Albert Einstein 1948

Albert Einstein

Alfred Eisenstaedt The LIFE Picture Collection/Shutterstock

Why a LIFE exhibition? Why now?

We had our beginning in New York, and over the course of the 1990s had the extraordinary opportunity to meet, get to know, and work with many of the legendary photographers of LIFE magazine, all in their retirement years. Through countless conversations, we learned how they saw the world and recorded it for the magazine, and more importantly, for history. Their work, and work approach, helped us gain insight into how to view their photographs, decades after they made them. Ever since, we have have worked conscientiously over the past 20 years to establish Monroe Gallery of Photography at the intersection between photojournalism and fine art, showcasing works embedded in our collective consciousness that shape our shared history. The Gallery represents several of the most significant photojournalists up to the present day, but the work of the LIFE photographers has been our foundation.

Mother and child in Hiroshima, Japan, December 1945.

Mother and child in Hiroshima, Japan, December 1945.

Alfred Eisenstaedt; The LIFE Picture Collection/Shutterstock

What do you wish collectors knew about LIFE? The general public?

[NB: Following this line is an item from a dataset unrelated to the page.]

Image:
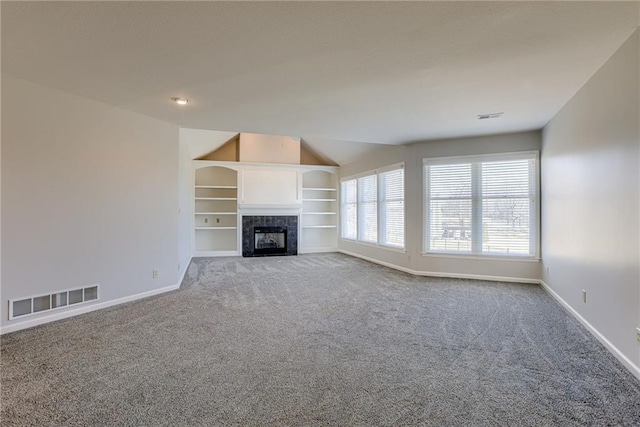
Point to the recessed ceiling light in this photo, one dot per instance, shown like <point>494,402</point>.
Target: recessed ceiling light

The work of the photographers of LIFE magazine came to define the medium of photojournalism, and their photographs recorded history and informed us all for most of the twentieth century. It was long one of the most popular and widely imitated of American magazines, selling millions of copies a week. From its start, LIFE emphasized photography, with gripping, superbly chosen news photographs, amplified by photo features and photo essays on an international range of topics. Its photographers were the elite of their craft and enjoyed worldwide esteem. Published weekly from 1936 to 1972, the work of the photographers of LIFE magazine came to define the medium of photojournalism.

American sprinters Tommie Smith (center) and John Carlos (right), after winning gold and bronze Olympic medals in the 200m, respectively, raise their fists in a Black Power salute, Mexico, 1968. Australian silver medalist Peter Norman is at left.

American sprinters Tommie Smith (center) and John Carlos (right), after winning gold and bronze Olympic medals in the 200 meters, respectively, raised their fists in a Black Power salute, Mexico, 1968. Australian silver medalist Peter Norman is at left.

John Dominis/Life Pictures/Shutterstock

Do you have a favorite piece in the show?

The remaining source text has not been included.